As a technologist deeply immersed in the nuances of machine learning and natural language processing, Laurent Giraid has become a leading voice in the urgent conversation surrounding AI ethics. With the implementation of the EU AI Act approaching in 2026, his insights into how organizations can navigate high-risk systems through rigorous governance are more vital than ever. He joins us today to discuss the technical and regulatory frameworks necessary to ensure that autonomous agents remain transparent, accountable, and under human control.
To manage high-risk systems, organizations must integrate agent identity, human oversight, and rapid revocation. What specific protocols ensure these measures function together seamlessly, and how can teams generate the necessary evidence for regulators while maintaining operational speed?
To keep high-risk systems under control, we must treat risk management as a continuous, evidence-based process that spans development, preparation, and production. The protocol starts by assigning a unique agent identity to every instance, which is then monitored through constant policy checks and human oversight mechanisms. If a system deviates from its intended path, rapid revocation protocols allow us to pull the plug instantly to prevent any cascading errors. We generate the necessary evidence for regulators by documenting these interventions in real-time, ensuring that our compliance efforts do not stall the pace of operational innovation. Under Article 9 of the upcoming regulations, this process must be under constant review to ensure that every action taken by an agent is both authorized and recorded.
Implementing a Python SDK to cryptographically sign agent actions creates an immutable record similar to blockchain technology. Why is a centralized, encrypted system of record superior to standard text logs, and what metrics indicate that this verification process is actually improving security?
Standard text logs are often scattered across different software platforms and are easily manipulated, which is a major hurdle for any governance team trying to verify actions. By using a Python SDK like Asqav, we can cryptographically sign every single action and link it to an immutable hash chain, a technique most people associate with blockchain. This creates a centralized, possibly-encrypted system of record where, if any record is changed or removed, the verification of the entire chain fails immediately. We measure the success of this system by the integrity of the hash chain; if the verification holds, we have a verbose audit trail that provides data far beyond the reach of simple text files. This level of technical detail allows IT leaders to see exactly where and how agentic instances are acting throughout the entire enterprise.

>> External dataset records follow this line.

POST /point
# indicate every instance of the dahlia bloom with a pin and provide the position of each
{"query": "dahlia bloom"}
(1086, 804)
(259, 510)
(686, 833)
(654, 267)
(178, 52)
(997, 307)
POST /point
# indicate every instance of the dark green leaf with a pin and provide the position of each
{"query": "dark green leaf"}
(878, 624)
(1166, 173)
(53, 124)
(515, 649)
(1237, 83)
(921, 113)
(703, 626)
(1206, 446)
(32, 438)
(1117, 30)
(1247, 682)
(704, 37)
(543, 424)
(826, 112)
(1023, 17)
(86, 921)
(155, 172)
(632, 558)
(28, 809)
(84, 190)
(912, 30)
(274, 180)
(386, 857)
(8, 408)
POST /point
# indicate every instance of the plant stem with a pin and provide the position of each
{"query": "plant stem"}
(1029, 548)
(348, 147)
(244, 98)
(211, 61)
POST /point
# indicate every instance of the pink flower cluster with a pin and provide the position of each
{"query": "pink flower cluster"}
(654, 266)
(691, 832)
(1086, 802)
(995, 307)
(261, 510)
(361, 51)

Many organizations struggle to maintain a registry of every active agent, including unique IDs and specific permissions. How does building this “agentic asset list” facilitate evidence-based risk management during the development and production stages, and what happens when these registries are neglected?

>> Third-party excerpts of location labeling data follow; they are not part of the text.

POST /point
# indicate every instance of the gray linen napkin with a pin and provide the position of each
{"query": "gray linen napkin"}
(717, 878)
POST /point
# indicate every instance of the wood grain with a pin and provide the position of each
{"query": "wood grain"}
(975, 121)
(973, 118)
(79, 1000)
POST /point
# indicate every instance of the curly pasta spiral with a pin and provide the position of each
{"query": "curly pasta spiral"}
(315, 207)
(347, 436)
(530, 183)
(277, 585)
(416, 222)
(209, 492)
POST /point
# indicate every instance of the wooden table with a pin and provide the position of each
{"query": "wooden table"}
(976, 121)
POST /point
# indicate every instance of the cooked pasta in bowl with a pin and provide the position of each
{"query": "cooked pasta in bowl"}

Building an agentic asset list is the foundational step that many organizations unfortunately skip, leaving them blind to the automated activities occurring within their network. This registry must include every active agent with a unique ID, a clear record of its capabilities, and the exact permissions it has been granted. When these registries are neglected, organizations lose the ability to track instances in real-time, making it impossible to satisfy the “evidence-based” requirements of Article 9. This lack of oversight creates a vacuum where unauthorized actions can occur without detection until a major failure happens. By maintaining this list through every stage of deployment, we ensure that every agent is accounted for and operating within its legal and technical boundaries.
Regulatory standards require that high-risk AI systems remain interpretable rather than functioning as opaque code blobs. What specific documentation should vendors provide to ensure safe use, and how do these technical transparency requirements influence your choice of which AI models to deploy?
Regulatory standards, specifically Article 13 of the EU AI Act, demand that high-risk systems are designed so that those deploying them can fully understand the system’s output. Vendors are now required to provide enough documentation to ensure safe and lawful use, moving away from the “opaque code blob” model that characterized earlier AI developments. This requirement means the choice of which model to use is now as much a regulatory consideration as it is a technical one. We prioritize models from third parties that offer high levels of interpretability and clear documentation. If a model’s decision-making process is hidden or its methods of deployment are unclear, it simply cannot be used in a high-risk environment under the new legal framework.
What is your forecast for agentic AI governance?
I forecast that agentic AI governance will shift from being a reactive compliance hurdle to a core competitive advantage for technology firms. By 2026, the organizations that have mastered immutable records and transparent asset registries will be the only ones trusted to deploy high-risk systems at scale. We will likely see a standardized global framework emerge, heavily influenced by the EU’s rigorous requirements, where “governance-by-design” becomes the only way to build. Ultimately, the future of AI belongs to those who can prove their agents are as accountable as the humans who created them. This evolution will force a level of transparency in software development that we have never seen before, making systems safer for everyone involved.